Мила почувствовала, что он колеблется. И шагнула к нему:

– Дима, пожалуйста!

– Вот, сука! – выбросив руку, Леня схватил Милу за волосы и потащил в спальню. Ногай заворожено проводил глазами ее упругие розовые ягодицы, мелькнувшие в дверном проеме.

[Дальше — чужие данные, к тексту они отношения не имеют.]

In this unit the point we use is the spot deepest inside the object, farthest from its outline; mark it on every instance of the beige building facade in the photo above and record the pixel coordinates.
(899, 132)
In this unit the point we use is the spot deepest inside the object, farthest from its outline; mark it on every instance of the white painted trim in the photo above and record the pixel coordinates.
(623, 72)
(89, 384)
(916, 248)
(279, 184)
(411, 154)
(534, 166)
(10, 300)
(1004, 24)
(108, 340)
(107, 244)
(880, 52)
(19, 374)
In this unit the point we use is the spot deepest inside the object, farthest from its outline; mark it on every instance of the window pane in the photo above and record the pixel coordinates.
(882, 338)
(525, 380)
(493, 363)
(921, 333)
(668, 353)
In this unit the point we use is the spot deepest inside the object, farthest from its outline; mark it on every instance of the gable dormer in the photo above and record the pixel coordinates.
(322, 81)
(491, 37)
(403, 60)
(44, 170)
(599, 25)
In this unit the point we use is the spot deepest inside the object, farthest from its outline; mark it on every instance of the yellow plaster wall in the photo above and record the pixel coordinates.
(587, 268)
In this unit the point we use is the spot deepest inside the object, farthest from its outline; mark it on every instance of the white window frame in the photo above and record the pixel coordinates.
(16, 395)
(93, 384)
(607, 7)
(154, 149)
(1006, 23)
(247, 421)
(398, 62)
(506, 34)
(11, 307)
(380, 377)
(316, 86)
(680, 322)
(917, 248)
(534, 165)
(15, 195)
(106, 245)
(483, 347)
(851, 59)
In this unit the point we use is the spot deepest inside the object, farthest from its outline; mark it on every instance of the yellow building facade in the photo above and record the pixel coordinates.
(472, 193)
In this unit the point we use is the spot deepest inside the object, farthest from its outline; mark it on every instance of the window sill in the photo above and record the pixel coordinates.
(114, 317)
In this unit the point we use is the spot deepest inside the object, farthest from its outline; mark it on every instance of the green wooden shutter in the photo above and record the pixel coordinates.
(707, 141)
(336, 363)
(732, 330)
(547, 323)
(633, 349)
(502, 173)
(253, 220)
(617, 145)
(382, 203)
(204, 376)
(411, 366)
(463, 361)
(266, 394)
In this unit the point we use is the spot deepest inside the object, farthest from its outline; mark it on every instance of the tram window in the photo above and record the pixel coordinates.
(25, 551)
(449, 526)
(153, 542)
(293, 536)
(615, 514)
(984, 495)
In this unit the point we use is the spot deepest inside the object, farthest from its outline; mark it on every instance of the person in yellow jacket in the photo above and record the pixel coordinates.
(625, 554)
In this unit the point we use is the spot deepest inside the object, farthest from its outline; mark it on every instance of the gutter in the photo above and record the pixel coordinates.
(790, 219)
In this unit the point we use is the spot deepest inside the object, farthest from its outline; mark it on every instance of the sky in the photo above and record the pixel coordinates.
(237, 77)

– Пацаны, – повторил Кашкет еле слышно.

– Ты чего, Бинт, хочешь свою жопу вместо нее подставить? – спросил Шрам. Забинтованный покрутил головой. Этого он не хотел.

* * *

Когда через десять минут Витряков вышел из комнаты, на ходу застегивая зиппер, Филимонов и Ногай встретили его раскрасневшимися физиономиями и похотливыми взглядами. Спальню и гостиную разделяла тонкая фанерная стена, скорее, даже перегородка. Тяжелое дыхание Леонида, вскрики госпожи Кларчук и ритмичный скрип пружинного матраца подействовали на них, как транквилизатор.

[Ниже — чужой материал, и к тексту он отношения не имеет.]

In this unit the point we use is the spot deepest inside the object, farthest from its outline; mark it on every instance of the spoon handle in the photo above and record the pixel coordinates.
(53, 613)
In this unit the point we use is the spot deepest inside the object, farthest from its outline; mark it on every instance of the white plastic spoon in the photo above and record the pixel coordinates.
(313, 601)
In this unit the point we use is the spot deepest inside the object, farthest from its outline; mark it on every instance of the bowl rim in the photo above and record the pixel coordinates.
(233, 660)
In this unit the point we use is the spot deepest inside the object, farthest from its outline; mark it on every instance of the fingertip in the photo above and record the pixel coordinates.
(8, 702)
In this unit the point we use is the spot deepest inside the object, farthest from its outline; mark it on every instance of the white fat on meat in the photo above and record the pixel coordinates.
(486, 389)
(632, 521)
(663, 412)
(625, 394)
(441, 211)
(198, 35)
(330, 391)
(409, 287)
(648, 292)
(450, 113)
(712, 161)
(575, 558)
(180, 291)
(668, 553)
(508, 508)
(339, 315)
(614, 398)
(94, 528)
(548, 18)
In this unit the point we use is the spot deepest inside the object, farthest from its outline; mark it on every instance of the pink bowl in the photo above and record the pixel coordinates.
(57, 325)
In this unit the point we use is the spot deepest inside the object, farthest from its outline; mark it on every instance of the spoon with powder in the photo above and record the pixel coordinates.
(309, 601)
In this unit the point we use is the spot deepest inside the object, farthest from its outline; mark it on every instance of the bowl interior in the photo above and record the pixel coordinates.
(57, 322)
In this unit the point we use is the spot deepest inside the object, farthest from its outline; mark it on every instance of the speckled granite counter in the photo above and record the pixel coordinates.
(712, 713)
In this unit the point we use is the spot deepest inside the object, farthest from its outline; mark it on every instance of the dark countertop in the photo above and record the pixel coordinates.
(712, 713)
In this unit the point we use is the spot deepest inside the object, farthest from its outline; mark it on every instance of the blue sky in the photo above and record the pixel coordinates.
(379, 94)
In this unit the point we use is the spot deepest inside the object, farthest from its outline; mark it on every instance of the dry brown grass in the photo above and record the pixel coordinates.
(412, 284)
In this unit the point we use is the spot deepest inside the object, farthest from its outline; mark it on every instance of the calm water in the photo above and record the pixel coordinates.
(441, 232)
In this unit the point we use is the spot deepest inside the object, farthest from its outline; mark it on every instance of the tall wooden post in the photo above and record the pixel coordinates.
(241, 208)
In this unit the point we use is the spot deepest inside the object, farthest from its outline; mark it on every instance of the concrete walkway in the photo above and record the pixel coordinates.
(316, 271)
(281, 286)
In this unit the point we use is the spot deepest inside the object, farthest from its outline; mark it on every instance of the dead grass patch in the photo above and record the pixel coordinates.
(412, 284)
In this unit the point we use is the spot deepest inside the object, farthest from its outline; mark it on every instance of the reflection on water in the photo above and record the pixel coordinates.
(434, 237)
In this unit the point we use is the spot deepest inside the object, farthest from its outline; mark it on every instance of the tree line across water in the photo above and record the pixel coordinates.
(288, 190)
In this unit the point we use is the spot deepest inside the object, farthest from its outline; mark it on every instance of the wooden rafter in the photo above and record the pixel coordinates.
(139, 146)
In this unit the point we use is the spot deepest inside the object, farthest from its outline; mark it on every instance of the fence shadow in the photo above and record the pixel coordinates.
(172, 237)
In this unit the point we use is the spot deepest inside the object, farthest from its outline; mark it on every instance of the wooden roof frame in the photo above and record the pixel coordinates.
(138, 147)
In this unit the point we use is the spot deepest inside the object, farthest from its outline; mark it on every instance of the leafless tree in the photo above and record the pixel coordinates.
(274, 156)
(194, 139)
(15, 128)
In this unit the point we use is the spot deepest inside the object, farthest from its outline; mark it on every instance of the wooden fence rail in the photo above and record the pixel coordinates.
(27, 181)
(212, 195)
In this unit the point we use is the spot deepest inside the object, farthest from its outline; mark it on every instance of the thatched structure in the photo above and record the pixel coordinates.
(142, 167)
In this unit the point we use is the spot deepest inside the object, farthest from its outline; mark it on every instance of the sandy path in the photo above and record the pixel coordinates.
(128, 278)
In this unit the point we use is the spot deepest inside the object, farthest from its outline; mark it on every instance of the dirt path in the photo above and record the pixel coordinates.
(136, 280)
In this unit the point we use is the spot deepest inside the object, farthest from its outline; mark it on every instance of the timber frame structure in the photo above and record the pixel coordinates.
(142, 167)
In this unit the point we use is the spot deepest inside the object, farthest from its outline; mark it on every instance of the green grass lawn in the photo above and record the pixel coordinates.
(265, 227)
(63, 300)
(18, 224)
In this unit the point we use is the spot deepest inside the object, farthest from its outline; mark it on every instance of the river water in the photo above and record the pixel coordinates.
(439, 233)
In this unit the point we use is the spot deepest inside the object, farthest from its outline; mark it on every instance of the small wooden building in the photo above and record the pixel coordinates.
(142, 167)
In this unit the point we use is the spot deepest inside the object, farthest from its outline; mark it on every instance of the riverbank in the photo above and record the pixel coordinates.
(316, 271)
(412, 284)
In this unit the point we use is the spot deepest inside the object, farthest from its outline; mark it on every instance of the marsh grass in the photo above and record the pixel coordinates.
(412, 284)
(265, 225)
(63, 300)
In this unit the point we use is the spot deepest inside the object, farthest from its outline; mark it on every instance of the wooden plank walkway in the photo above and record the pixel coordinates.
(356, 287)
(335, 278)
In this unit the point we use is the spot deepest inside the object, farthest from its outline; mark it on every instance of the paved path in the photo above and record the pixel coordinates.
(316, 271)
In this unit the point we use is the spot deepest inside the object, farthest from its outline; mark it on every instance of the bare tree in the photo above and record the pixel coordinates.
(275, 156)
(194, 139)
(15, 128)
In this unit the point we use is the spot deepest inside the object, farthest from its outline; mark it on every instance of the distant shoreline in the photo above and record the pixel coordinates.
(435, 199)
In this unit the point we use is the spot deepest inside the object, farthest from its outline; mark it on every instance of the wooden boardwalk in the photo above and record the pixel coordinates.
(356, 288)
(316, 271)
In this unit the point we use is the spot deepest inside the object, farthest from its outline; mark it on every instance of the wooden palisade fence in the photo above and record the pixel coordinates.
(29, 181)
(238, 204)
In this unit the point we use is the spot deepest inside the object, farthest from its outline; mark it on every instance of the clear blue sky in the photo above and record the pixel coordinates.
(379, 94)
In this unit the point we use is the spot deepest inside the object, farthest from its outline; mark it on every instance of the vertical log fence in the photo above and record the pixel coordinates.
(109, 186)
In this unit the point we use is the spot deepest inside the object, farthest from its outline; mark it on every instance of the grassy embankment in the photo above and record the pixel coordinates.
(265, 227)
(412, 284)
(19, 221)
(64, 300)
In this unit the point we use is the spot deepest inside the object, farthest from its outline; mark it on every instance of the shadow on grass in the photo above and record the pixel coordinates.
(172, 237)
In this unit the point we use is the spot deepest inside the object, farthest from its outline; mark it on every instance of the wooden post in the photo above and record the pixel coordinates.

– Ну, как, Леня? – осведомился Шрам, сглатывая.

– Никак, б-дь на х… – Витряков со злобой саданул табуретку, и она упала на бок. Прошел мимо стола и опустился в кресло.

– Не дала? – не удержался Шрам. Ногай громко заржал.

– Палыч, что, жрачку не приволок? – спросил Леня, темнея лицом.

– Так рано еще, – сверившись с часами, сказал Филя и прикусил язык под испепеляющим взглядом Витрякова. Ногай стянул свитер через голову.

– Ладно, я пошел.

– Почему это ты, первый? – Филя приподнял бровь.

– Валите вдвоем, она не против, – процедил Витряков, закусив губу. – Продуйте сучку в два ствола.

Филимонов и Ногай отправились в спальню. На пороге Шрам обернулся:

– Бинт, ты идешь?

Кашкет молча покачал головой.

– Ну и мудак.

* * *

Когда Палыч, с огромным подносом, заставленным тарелками и бутылками со спиртным, постучался в номер, ему открыл Забинтованный. Пропустив Палыча, Бинт вышел наружу и, с видом сомнамбулы, поплелся к берегу.

– Можно? – еле слышно спросил Палыч и кашлянул.

– Валяй, заходи, – разрешил Витряков. Леня развалился на диване, забросив обе ноги на стол, и курил, пуская колечки в потолок. Лицо Витрякова было непроницаемым, как у какого-нибудь египетского божества. Из спальни доносились возбужденные мужские голоса и отрывистые женские стоны.

«Это не мое дело», – повторил про себя Палыч и принялся на скорую руку сервировать стол. Расставил тарелки и бутылки, разложил вилки с салфетками. Справившись с работой, отступил на шаг и вопросительно посмотрел на Витрякова.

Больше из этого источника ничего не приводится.